| name | generate-synthetic-data |
| description | Guides creation of synthetic eval cases that expand coverage without drifting away from real usage. Use when the current eval set is too small, too repetitive, or missing edge cases, and you need more diverse prompts, distractors, or structured scenarios.
|
Generate Synthetic Data
Overview
- Start from real failure modes or real task dimensions, not random prompt generation.
- Generate synthetic examples to cover missing combinations systematically.
- Filter synthetic examples for realism, uniqueness, and evaluability.
- Add only examples that improve coverage or expose a real blind spot.
- Validate synthetic examples against real usage periodically.
Prerequisites
Inspect the current eval suite and recent traces first. Determine what dimensions are under-covered. Use evals/, traces/, and evaluators/index.mjs to understand what kinds of examples the repo can score well.
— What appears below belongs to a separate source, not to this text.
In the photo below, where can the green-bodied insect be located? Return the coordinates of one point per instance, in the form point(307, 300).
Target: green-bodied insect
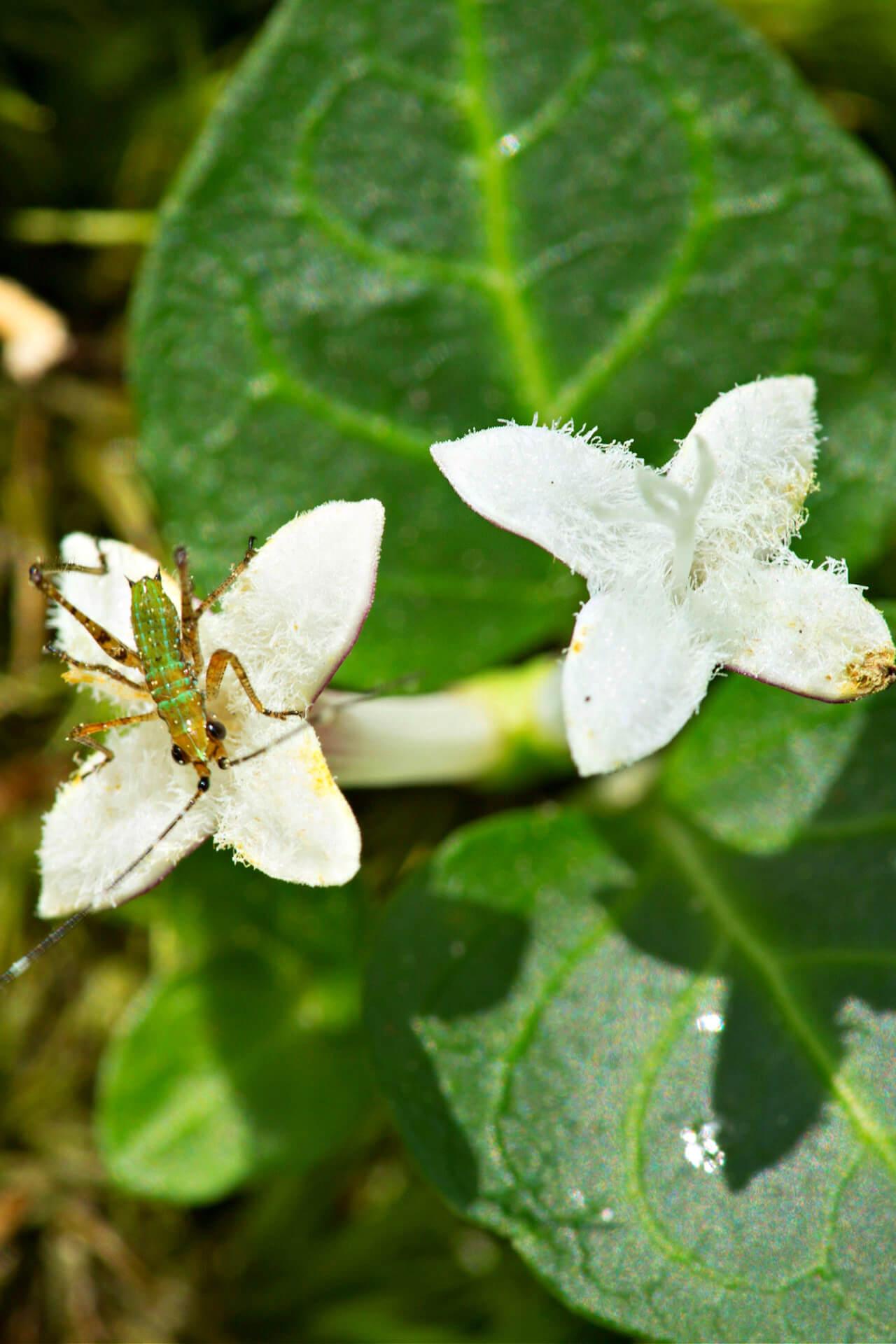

Synthetic data should feed the label workflow: generate inputs, run them through the actual system, review traces, store human labels, then promote durable examples into eval suites.
Core Instructions
Start From Dimensions, Not Random Prompts
Define the dimensions that matter for the task, such as:
- difficulty
- ambiguity
- required format
- domain
- tool/no-tool decision
- retrieval dependency
- single-hop vs multi-hop
Generate examples by combining those dimensions intentionally.
Use Tuple-Based Coverage
Create combinations of task dimensions and ensure each combination is represented by at least one eval case. This prevents synthetic generation from overproducing the easiest examples.
Generate Evaluatable Cases
A synthetic example is useful only if you can score it reliably. Prefer cases that support:
- exact checks
- regex checks
- tool-call checks
- clearly grounded subjective evaluation
Do not generate cases whose “correct answer” is too vague to evaluate.
Filter Generated Examples
Reject examples that are:
- duplicates
- unrealistic
- too similar to the prompt template
- trivially easy
- impossible to score cleanly
Keep only synthetic data that expands meaningful coverage.
Repo Files To Inspect
evals/
dataset.mjs
run-eval.mjs
evaluators/index.mjs
traces/
labels/
docs/schemas/labels.md
Anti-Patterns
- Generating synthetic data without first identifying missing dimensions.
- Adding large volumes of low-quality examples.
- Treating synthetic data as a substitute for real user data.
- Creating examples that cannot be scored clearly.
- Overfitting the suite to synthetic phrasing.